Foxfish,
I think I was not clear on what I tried to say in my first post, and that I may have subsequently added some confusion to the debate you proposed. I will try now to tell you what I intended in a more thorough and, hopefully, understandable fashion.
The effects of oxygen toxicity on the central nervous system (CNS) depended on the partial pressure of oxygen breathed and duration of exposure. Divers track the degree to which their CNS gets compromised during a dive through tables (such as NOAA's) or computer algorithms, both of which give them a result in terms of percentage exposure in relation to the maximum recommended (which is usually referenced as %CNS).

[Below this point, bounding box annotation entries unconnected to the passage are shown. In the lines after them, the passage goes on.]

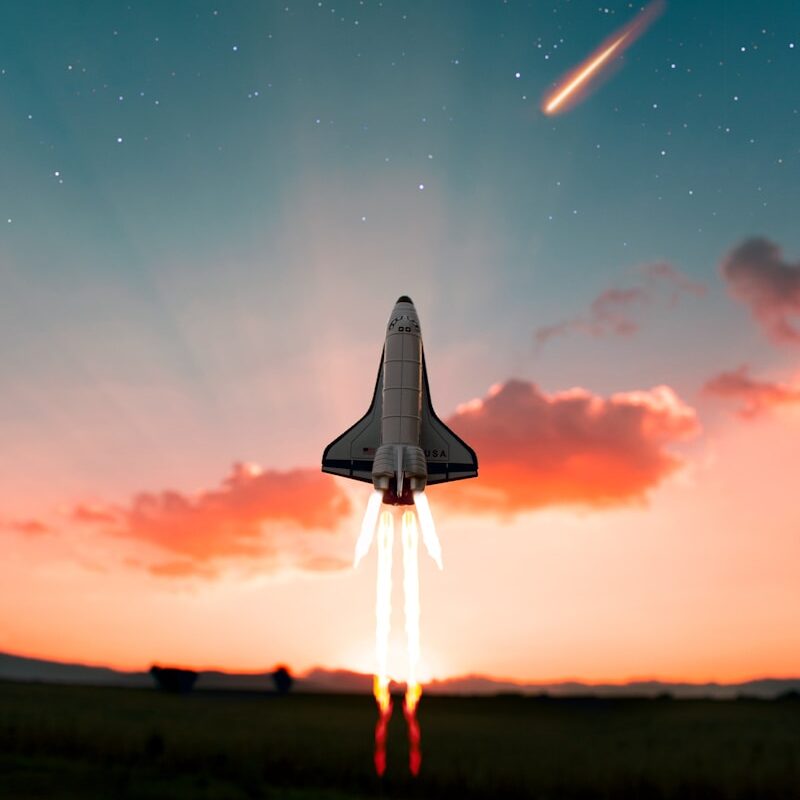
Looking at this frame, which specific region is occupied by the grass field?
[0,683,800,800]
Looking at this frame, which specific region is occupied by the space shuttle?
[322,295,478,505]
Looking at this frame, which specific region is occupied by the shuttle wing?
[322,353,383,483]
[420,352,478,484]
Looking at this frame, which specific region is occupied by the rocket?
[322,295,478,505]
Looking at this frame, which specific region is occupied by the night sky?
[0,0,800,679]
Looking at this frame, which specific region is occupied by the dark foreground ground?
[0,683,800,800]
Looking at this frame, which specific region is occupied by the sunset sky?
[0,0,800,681]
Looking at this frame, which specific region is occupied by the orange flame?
[542,0,666,115]
[356,506,442,776]
[372,511,394,776]
[403,511,424,775]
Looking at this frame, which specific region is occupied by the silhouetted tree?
[150,664,197,694]
[272,665,294,694]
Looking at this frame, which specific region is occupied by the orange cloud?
[703,366,800,419]
[437,380,700,514]
[720,238,800,343]
[72,464,351,577]
[70,503,118,525]
[533,262,705,347]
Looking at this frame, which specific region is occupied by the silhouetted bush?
[150,665,197,694]
[272,666,294,694]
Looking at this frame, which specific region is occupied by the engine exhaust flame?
[353,490,383,567]
[402,511,422,775]
[355,492,442,776]
[372,510,394,775]
[414,492,444,569]
[542,0,666,115]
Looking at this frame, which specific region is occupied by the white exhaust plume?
[353,490,383,567]
[414,492,443,569]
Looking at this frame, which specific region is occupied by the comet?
[322,295,478,776]
[542,0,666,116]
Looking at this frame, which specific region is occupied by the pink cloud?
[437,380,700,513]
[72,464,351,577]
[533,263,705,347]
[6,519,52,536]
[70,503,117,525]
[720,238,800,344]
[703,366,800,419]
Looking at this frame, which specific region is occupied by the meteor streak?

The susceptibility to the effects of oxygen intoxication, however, is not uniform from diver to diver or for a same diver in different days. This fact has led to the adoption of a few practices. The first is to plan to limit the exposure to 80%. You can verify that the Suunto Cobra, which has been mentioned in this thread, gives an alarm sign when the exposure reaches 80%. The second practice adopted is to recommend divers to limit the partial pressure of O2 in their breathed gases during the working phase of a dive (any part of a dive for a rec diver) to 1.4atm.
The inconsistency in the effects of O2 exposure, though, has made it impossible to set a hard line on what is the maximum ppO2 breathable without incident. There is only the concept of risk of adverse outcome. Agencies, then, recommend a certain ceiling on ppO2, but a diver may decide there is another value of ppO2 that they think they shouldn't go beyond and plan their dive accordingly. Therefore, many divers choose to operate with a limit of 1.3 atm or 1.2 atm.
On the other hand, some divers have decided in the past (and I am NOT advising anyone to do it) that they can operate with a ppO2 higher than 1.4atm. The book "Shadow Divers" (great book, by the way) deals with the discovery of a wreck 240ft bellow sea level. The people who first dove it did so on air - the ppO2 was as high as 1.7atm.
In any event, when a diver plans their dive, they decide what is the maximum ppO2 that they will tolerate. This value, together with their selection of gas, will dictate the depth at which the ceiling ppO2 would be attained. This depth is called the maximum operating depth or MOD. After identifying their MOD for a dive, then, there is no reason to go beyond it meaningfully but for an emergency. Not because they will suddenly die, but because they will expose themselves to a risk they are not willing to take.
So, to answer your original question: no thinking diver ventures in an appreciable manner beyond their MOD except for an emergency. What the MOD for a given gas is, however, may vary from diver to diver, and the MOD is only one of the parameters used to control the risk of an oxygen toxicity CNS hit.
I'm sorry for the long post and for repeating some of what others said before in this thread.